Writing updates

I’ve published a new blog post on the website of the AVERT Research Network at Deakin University, where I am now blogging monthly. The post, What does Australian law say about possessing terrorist instructional material?, looks at the legal position of publications such as Inspire magazine. This is something I’ve been thinking about for a few years, ever since the failed Karabegovic prosecution, but had never written on until now.

Also, a Murphy Post from June this year, Islamic State’s virtually planned terror plots: a note on current and future research, has kindly been republished on the VOX-Pol blog.

I also have an update to make about an earlier piece. In my first AVERT post, Which Australian terrorist plots have been directly connected to Islamic State, and how?, I made a vague reference to the Omarjan Azari trial:

For example, in September 2014 a man in Sydney was arrested under the New South Wales Joint Counter Terrorism Team’s Operation Appleby. The Sydney man, who had reportedly had his passport cancelled by ASIO, was allegedly in contact with Syria-based Australian IS member.  Police alleged that the Syria-based Australian IS figure ordered the suspect to murder random members of the public in Sydney. I am being excessively vague about this one as the suspect is currently on trial. We will need to wait to see whether the allegations hold up in court.

Since then, the jury has found him guilty. I assume he will be sentenced in the coming months and hopefully more information about his case will become public.
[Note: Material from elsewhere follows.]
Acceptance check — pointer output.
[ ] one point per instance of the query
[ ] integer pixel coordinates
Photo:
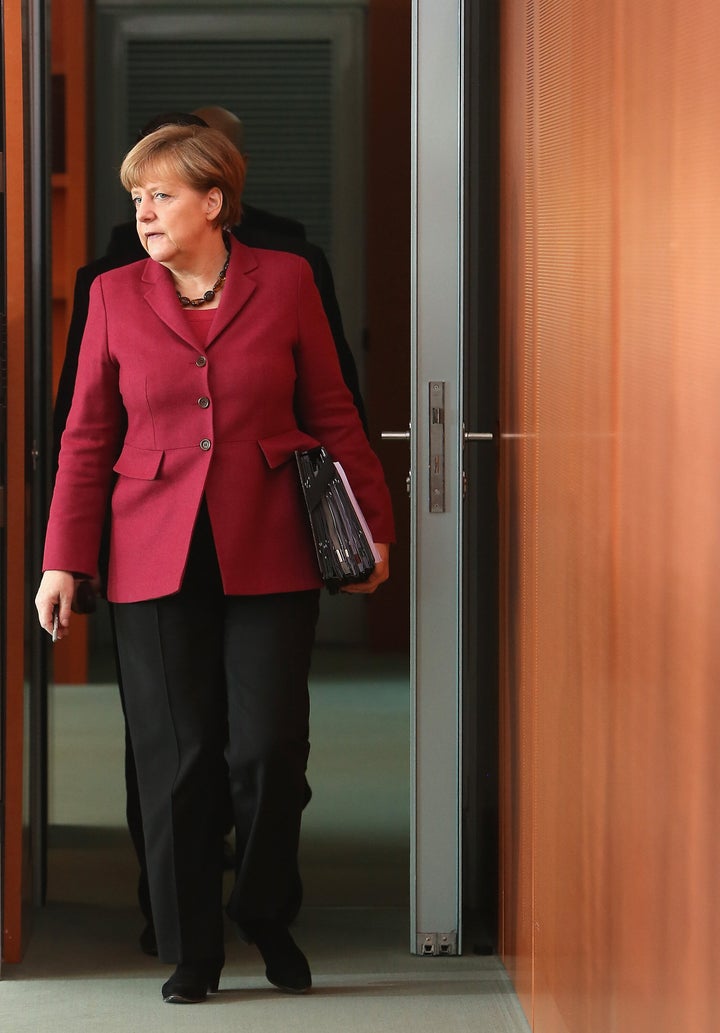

In other news, a couple of months ago I resigned from my job at APO (Swinburne University), to focus more on my PhD. I was sad to do so. I had worked there for over seven years and it was a fantastic job, but the PhD is my most important piece of work to focus on at the moment, along with the book I’m co-authoring with Debra Smith on the history of terrorism and counter-terrorism in Australia.

Finally, I want to get back to using this blog more to share valuable resources about terrorism and national security produced by a wide range of people.

I recently read this interview with Patrick Skinner, in the CTC Sentinel, at least three or so times. Skinner is a former CIA case officer (and analyst with The Soufan Group) who decided to become a rookie police officer in his local neighbourhood of Savannah, Georgia. The humility and thoughtfulness shown in this interview contrasts so much with the political grandstanding we often see about terrorism. And he provides a pertinent warning:

I’m very aware at work every day of the potential consequences of doing something wrong to someone, for example humiliating or disrespecting them. The damage is so immediate. One bad impression will overcome 10 good experiences. I’m hyper aware of the fact that I am acting in the name of the state. And I am very, very, very hesitant to use that power until I know that I’m right. And does that mean that I’m a hesitating cop? Well, no, but it probably means I’m not gonna make a lot of mistakes. I do not want to make a mistake in the name of the state, using the power of the state. But overseas, we do that a lot. It’s not our intention. We call it collateral damage, but it’s killing innocent people or it’s raids based on bad intel. You want to avoid kicking in doors in the wrong house, which we did overseas all the time. And we kind of just missed the very large impact that has on people. I would say, exercise more caution than you think you should. You really don’t want to make mistakes. I can’t stress this enough. Mistakes made in law enforcement or CT are devastating to individuals. Mistakes in law enforcement and CT made repeatedly are devastating to communities and entire systems of justice.

I’ve been thinking a lot about that recently, particularly in relation to the mistaken charges against Mohamed Nizamdeen. I strongly recommend reading the full interview.